In a right angled triangle, the hypotenuse is 20 cm and the other two sides are in the ratio 4 : 3. What are the lengths (in cm) of these two legs of the triangle?

Introduction / Context:
This problem is a standard application of the Pythagoras theorem in a right angled triangle when you are given the hypotenuse and the ratio of the remaining two sides. Such questions are very common in aptitude and competitive exams and help you practice working with integer Pythagorean triples.

Given Data / Assumptions:

• The triangle is right angled.
• The hypotenuse has length 20 cm.
• The other two sides (legs) are in the ratio 4 : 3.
• Let the legs be 4k cm and 3k cm for some positive real number k.
• We use the Pythagoras theorem: (leg1)^2 + (leg2)^2 = (hypotenuse)^2.

Concept / Approach:
Whenever the ratio of the legs is given, a very efficient way is to express the unknown sides in terms of a common factor k. Then, apply the Pythagoras theorem and solve for k. Once k is known, you immediately get the exact lengths of the legs. Here, the ratio 4 : 3 hints at a scaled version of the classic 3 4 5 Pythagorean triple.

Step-by-Step Solution:
Step 1: Let the two legs be 4k cm and 3k cm. Step 2: Apply Pythagoras theorem: (4k)^2 + (3k)^2 = 20^2. Step 3: Compute the squares: 16k^2 + 9k^2 = 25k^2. Step 4: Set 25k^2 = 400 (since 20^2 = 400). Step 5: Divide both sides by 25: k^2 = 400 / 25 = 16. Step 6: Take the positive square root (lengths are positive): k = 4. Step 7: Therefore, the legs are 4k = 4 * 4 = 16 cm and 3k = 3 * 4 = 12 cm.
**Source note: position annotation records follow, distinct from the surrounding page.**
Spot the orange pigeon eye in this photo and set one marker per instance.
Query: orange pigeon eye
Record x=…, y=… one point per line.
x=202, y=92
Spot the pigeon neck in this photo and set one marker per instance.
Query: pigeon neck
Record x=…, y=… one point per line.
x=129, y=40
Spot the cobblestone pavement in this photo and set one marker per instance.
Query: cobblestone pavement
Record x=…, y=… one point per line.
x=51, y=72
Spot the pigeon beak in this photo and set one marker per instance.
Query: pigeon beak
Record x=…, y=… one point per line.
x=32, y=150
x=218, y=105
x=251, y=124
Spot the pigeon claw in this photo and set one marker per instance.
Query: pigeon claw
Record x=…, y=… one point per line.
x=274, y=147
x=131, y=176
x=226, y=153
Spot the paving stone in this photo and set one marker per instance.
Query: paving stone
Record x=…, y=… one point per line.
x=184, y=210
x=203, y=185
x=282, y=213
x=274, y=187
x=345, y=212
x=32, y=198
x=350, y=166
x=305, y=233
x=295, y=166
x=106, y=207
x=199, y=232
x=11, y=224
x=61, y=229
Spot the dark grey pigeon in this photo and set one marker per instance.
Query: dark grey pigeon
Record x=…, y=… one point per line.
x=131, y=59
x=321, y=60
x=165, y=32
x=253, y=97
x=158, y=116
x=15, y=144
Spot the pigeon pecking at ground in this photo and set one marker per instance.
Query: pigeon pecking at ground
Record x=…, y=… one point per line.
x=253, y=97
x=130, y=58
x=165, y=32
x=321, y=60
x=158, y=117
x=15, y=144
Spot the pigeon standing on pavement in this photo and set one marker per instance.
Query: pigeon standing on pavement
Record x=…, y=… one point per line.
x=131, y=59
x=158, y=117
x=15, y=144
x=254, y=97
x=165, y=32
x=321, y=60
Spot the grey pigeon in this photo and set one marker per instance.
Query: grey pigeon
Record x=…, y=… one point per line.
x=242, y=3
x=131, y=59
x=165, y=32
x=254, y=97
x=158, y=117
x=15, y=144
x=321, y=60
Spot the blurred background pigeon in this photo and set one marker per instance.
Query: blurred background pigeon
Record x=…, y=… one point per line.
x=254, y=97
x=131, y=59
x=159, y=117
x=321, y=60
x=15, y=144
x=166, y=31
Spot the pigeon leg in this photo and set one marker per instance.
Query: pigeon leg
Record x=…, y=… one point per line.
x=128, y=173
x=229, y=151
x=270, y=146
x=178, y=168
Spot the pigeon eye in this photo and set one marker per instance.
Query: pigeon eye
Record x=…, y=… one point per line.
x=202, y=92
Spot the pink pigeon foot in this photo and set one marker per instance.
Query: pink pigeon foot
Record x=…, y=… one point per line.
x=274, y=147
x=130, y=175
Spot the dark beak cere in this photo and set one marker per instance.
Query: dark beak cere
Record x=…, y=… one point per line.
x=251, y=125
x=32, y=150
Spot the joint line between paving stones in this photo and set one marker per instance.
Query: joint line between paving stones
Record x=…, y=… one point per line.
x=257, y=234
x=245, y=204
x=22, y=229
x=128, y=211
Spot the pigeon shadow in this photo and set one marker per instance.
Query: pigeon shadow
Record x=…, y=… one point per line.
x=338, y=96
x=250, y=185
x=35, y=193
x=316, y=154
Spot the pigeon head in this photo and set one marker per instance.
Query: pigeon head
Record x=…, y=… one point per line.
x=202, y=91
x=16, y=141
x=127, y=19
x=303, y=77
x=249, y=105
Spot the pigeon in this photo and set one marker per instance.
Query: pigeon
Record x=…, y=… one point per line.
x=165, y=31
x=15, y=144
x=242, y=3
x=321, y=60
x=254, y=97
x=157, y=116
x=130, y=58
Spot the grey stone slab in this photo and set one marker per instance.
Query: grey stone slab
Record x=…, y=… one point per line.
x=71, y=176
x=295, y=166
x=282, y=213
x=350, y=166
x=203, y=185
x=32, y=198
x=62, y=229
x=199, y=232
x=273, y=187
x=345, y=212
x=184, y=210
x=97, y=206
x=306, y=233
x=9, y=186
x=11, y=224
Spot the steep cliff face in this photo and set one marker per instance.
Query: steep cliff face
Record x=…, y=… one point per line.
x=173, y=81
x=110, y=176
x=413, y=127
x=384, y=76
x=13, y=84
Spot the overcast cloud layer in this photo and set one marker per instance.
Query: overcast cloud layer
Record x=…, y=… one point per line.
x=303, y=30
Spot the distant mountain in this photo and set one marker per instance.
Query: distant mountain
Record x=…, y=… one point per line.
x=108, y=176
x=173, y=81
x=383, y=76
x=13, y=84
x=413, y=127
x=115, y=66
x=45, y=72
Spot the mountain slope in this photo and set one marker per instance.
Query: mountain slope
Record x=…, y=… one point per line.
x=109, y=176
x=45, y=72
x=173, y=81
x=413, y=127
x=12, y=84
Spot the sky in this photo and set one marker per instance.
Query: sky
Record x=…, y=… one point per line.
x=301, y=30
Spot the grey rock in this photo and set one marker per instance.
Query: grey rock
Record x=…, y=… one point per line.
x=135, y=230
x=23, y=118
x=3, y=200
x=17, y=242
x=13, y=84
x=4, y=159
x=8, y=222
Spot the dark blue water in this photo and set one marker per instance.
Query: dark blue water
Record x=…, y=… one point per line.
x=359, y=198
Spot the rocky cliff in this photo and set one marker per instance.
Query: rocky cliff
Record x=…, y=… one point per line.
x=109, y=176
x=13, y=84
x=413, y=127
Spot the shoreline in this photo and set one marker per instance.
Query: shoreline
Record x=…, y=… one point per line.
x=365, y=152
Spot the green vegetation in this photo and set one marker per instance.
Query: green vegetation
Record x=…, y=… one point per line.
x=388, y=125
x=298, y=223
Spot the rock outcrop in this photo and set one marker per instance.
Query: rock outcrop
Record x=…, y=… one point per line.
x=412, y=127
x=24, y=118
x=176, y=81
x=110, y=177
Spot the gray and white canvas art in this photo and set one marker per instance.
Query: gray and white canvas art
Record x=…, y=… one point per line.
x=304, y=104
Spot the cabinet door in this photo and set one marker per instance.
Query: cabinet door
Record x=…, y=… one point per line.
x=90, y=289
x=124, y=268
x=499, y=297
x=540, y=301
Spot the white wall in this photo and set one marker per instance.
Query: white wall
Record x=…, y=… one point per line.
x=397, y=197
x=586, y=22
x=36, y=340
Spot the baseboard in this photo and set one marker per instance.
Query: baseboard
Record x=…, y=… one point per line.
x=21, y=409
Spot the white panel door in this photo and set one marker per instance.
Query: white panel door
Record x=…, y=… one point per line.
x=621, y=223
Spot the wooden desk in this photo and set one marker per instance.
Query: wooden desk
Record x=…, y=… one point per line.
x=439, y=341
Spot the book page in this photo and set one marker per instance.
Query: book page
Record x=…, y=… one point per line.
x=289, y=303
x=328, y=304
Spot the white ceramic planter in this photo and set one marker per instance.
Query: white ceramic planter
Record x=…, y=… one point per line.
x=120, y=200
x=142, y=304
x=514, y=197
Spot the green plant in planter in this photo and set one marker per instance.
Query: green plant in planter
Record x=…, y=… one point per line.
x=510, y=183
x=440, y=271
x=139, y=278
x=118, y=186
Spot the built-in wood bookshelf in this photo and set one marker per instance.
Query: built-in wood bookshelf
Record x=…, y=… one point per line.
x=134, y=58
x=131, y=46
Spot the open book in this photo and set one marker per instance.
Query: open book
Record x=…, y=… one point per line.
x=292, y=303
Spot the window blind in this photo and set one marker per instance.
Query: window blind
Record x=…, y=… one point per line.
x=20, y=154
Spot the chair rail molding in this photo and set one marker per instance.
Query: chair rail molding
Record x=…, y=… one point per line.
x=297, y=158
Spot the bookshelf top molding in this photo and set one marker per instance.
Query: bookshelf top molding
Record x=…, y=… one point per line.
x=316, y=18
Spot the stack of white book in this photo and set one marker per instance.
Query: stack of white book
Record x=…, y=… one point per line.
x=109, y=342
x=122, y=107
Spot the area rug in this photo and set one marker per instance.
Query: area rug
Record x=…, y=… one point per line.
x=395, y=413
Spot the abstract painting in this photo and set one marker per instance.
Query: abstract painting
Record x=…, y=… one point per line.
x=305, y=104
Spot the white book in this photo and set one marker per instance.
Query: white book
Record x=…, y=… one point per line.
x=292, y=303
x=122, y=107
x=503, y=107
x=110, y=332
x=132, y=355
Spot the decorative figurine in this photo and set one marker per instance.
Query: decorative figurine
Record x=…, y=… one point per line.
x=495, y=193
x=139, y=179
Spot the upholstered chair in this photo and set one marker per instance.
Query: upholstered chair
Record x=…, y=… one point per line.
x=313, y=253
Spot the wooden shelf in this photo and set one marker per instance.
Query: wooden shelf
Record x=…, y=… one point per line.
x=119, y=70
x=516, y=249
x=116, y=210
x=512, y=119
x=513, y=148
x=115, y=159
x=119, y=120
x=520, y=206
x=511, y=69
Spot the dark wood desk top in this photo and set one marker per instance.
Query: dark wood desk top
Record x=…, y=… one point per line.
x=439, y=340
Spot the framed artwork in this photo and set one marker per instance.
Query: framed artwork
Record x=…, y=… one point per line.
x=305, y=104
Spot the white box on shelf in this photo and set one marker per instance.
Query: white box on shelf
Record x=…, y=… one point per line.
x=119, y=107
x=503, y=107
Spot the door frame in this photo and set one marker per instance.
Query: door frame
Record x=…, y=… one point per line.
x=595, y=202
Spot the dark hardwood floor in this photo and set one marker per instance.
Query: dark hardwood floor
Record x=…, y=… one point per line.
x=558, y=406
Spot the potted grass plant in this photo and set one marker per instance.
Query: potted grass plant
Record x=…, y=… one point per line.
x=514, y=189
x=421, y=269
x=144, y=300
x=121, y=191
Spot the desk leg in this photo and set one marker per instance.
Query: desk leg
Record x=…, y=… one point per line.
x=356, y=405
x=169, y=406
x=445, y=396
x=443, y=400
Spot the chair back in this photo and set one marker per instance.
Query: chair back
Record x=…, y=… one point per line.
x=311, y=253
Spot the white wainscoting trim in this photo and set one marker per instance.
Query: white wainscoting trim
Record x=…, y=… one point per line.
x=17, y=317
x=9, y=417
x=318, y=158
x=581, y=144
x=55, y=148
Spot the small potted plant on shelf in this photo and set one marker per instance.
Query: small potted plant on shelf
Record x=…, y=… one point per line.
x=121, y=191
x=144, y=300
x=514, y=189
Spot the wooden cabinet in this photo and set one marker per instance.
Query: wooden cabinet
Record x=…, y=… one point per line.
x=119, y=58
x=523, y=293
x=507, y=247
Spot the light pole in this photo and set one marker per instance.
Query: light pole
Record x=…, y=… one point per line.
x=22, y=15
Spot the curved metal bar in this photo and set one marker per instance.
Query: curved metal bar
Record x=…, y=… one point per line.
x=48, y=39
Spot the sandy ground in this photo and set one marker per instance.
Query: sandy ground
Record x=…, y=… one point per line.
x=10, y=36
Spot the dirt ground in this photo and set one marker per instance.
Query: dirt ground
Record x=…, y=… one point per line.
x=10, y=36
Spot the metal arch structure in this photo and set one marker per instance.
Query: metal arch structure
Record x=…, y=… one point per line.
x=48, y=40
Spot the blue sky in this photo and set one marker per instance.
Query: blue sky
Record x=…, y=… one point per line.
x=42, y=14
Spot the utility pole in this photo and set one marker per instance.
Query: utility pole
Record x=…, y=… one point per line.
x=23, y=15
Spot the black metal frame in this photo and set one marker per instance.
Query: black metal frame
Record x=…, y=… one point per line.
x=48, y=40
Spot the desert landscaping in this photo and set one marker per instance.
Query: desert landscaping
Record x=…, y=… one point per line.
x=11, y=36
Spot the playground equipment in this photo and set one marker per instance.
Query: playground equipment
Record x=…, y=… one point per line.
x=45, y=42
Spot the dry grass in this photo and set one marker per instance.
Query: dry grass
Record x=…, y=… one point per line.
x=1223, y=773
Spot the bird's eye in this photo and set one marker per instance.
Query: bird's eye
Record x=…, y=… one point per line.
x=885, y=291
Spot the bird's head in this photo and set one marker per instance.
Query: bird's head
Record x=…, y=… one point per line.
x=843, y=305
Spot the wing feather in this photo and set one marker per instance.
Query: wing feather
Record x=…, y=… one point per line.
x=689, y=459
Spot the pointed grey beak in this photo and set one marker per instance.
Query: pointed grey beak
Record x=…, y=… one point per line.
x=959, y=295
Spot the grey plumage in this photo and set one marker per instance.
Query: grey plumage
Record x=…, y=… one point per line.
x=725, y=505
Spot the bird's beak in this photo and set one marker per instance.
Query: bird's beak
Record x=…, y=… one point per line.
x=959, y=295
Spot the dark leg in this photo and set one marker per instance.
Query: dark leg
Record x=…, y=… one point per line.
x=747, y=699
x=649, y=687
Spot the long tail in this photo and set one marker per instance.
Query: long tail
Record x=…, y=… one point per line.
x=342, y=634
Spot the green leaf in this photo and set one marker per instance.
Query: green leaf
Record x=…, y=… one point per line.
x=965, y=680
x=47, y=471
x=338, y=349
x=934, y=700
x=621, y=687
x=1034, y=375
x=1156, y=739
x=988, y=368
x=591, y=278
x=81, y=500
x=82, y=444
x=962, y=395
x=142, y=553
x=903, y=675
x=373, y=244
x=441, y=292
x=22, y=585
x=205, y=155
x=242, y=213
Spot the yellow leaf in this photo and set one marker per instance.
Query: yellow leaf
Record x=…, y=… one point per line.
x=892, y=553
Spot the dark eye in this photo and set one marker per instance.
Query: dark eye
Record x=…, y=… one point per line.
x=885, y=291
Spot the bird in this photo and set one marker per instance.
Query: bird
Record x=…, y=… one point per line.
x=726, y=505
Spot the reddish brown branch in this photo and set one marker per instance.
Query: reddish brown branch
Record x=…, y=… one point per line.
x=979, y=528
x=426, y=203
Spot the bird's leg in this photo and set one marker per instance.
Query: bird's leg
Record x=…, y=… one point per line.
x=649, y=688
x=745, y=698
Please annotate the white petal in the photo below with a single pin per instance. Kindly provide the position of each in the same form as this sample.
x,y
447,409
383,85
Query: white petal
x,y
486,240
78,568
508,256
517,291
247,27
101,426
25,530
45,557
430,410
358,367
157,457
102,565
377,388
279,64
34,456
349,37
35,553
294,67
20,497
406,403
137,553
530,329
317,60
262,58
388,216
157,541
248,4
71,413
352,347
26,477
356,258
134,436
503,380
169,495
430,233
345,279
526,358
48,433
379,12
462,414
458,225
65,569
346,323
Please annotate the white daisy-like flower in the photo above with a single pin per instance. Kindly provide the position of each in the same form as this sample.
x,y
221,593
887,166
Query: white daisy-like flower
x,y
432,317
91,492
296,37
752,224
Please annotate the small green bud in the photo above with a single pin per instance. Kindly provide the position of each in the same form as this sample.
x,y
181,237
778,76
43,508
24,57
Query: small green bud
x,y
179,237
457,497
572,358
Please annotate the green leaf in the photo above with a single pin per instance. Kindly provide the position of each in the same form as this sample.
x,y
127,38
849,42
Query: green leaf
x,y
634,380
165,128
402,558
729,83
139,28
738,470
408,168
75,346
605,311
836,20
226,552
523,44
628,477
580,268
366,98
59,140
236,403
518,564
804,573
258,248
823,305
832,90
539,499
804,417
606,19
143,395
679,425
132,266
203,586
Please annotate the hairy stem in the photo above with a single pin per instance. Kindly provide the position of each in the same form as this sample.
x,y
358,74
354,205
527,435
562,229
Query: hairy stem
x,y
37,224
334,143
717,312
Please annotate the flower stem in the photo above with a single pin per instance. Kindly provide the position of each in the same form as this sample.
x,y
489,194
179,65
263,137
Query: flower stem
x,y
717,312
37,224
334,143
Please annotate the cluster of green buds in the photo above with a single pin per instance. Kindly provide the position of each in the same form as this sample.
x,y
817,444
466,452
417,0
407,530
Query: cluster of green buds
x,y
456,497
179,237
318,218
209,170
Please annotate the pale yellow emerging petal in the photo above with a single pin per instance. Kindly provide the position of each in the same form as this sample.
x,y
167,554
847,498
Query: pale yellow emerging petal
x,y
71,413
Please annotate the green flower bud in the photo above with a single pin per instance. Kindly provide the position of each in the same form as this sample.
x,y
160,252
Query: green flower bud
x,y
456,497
Verification / Alternative check:
Check the Pythagorean relation with the found lengths: 16^2 + 12^2 = 256 + 144 = 400, and the hypotenuse squared is 20^2 = 400. The equality holds exactly, so 16 cm and 12 cm are consistent. Also, the ratio 16 : 12 simplifies to 4 : 3, matching the given ratio of the legs.

Why Other Options Are Wrong:
4 cm and 3 cm, 8 cm and 6 cm, and 12 cm and 9 cm all keep the 4 : 3 ratio but do not satisfy the Pythagoras theorem with hypotenuse 20 cm. For each of these, the sum of squares of the legs is not 400. The pair 10 cm and 8 cm does not even preserve the 4 : 3 ratio and also fails the Pythagorean condition for hypotenuse 20 cm.

Common Pitfalls:
A frequent mistake is to scale a known triple incorrectly or to forget to square the scaling factor when checking the Pythagoras relation. Another error is to choose numbers in the correct ratio but not check whether they fit the given hypotenuse. Always use (leg1)^2 + (leg2)^2 = hypotenuse^2 to confirm the final pair of sides.

Final Answer:
The two legs of the triangle are 16 cm and 12 cm.